By: John Dalla Costa

What do we mean when we exclaim “Amen” to the invitation to receive “The Body of Christ?” The dictionary defines Amen as “ratification;” or “so be it” in the Greek; and “verily” or “truly” in English. But what do we mean spiritually and theologically?

For Thomas Aquinas, the Eucharist is at once a commemoration of Christ’s sacrifice, a participation through “flesh and divinity” in the saving power of His resurrection, and a “foreshadowing of fruition” by which we also receive the grace to answer God’s call in our lives.

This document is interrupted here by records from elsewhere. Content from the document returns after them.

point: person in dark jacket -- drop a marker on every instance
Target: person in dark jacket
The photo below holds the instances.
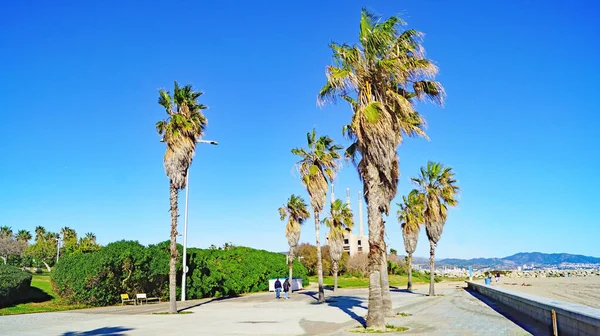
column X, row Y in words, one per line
column 277, row 288
column 286, row 288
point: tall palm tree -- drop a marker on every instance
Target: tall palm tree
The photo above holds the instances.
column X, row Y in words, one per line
column 181, row 130
column 317, row 167
column 68, row 234
column 40, row 232
column 23, row 236
column 91, row 237
column 411, row 218
column 438, row 185
column 382, row 77
column 6, row 232
column 296, row 212
column 339, row 222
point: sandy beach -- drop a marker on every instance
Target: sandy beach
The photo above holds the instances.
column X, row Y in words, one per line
column 582, row 290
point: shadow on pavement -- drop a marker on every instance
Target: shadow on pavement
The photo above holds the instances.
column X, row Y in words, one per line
column 345, row 304
column 530, row 325
column 207, row 302
column 106, row 331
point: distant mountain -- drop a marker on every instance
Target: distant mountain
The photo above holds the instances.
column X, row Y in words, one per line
column 520, row 259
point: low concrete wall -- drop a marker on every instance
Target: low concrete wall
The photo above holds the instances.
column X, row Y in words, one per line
column 572, row 319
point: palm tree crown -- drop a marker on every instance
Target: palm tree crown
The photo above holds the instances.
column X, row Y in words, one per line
column 6, row 232
column 382, row 78
column 438, row 185
column 184, row 125
column 317, row 166
column 295, row 210
column 23, row 236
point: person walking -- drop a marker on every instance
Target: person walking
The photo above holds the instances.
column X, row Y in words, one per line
column 277, row 288
column 286, row 288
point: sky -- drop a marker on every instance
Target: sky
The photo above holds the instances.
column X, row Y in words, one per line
column 79, row 148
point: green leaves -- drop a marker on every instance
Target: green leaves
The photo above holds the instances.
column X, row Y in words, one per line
column 372, row 111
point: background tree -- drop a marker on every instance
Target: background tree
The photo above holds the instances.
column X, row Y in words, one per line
column 437, row 184
column 410, row 217
column 23, row 236
column 181, row 130
column 44, row 249
column 317, row 168
column 296, row 212
column 339, row 221
column 382, row 78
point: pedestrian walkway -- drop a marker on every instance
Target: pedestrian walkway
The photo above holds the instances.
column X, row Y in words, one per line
column 457, row 312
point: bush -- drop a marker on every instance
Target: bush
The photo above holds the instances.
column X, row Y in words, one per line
column 14, row 284
column 235, row 271
column 98, row 278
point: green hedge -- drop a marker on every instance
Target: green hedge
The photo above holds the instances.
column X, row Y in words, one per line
column 99, row 278
column 235, row 271
column 14, row 284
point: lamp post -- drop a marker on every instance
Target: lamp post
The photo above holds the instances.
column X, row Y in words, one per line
column 57, row 249
column 187, row 194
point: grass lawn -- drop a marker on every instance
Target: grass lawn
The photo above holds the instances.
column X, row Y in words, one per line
column 40, row 299
column 395, row 280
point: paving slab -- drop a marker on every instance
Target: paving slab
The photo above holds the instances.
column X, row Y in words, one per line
column 457, row 312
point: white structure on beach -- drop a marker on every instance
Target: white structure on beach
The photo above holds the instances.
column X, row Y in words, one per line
column 354, row 243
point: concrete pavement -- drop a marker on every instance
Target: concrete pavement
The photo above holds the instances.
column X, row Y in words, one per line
column 456, row 312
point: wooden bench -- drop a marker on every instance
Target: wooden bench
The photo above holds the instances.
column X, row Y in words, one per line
column 125, row 298
column 144, row 298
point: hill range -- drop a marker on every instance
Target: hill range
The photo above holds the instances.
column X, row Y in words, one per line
column 524, row 258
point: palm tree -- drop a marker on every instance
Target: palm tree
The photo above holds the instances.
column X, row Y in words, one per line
column 339, row 221
column 383, row 77
column 317, row 167
column 40, row 233
column 437, row 184
column 411, row 218
column 181, row 130
column 68, row 234
column 23, row 236
column 6, row 232
column 91, row 237
column 296, row 213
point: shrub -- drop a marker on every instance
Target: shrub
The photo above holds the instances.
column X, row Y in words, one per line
column 235, row 271
column 99, row 278
column 14, row 284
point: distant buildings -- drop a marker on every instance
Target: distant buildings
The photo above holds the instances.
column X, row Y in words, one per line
column 354, row 243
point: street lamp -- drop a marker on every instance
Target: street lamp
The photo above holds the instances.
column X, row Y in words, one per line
column 187, row 194
column 57, row 249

Echoing today’s Gospel, St Catherine of Siena experienced: “a deep sea in which the more I seek the more I find, and the more I find, the more I seek to know… You fill us insatiably, because the soul, before the abyss which You are, is always famished; and hungering for You, O eternal Trinity, it desires to behold truth in Your light.”

In a sermon, St. Bonaventure taught that this sacrament “instills the strength to operate” and “raises one to contemplation” so that by “the body of Christ” the person “is able to bear the tiring and incessant growth in spiritual life.”

When asked about why she started up soup lines to feed the poor in the 1930s, Dorothy Day responded that: “Our Lord left himself to us as food: bread and wine. The disciples at Emmaus knew him in the breaking of the bread and so it’s far easier to see Christ in your brother when you are sitting down and sharing soup with him.”

Ever the theologian and mystic, Pope Benedict XVI explains that: “The Lord gives himself to us in bodily form. That is why we must likewise respond to him bodily. That means above all that the Eucharist must reach out beyond the limits of the church itself in manifold forms of service to men and women and to the world.”

“The Body of Christ,” indeed! How will we, this week, define our “Amen?”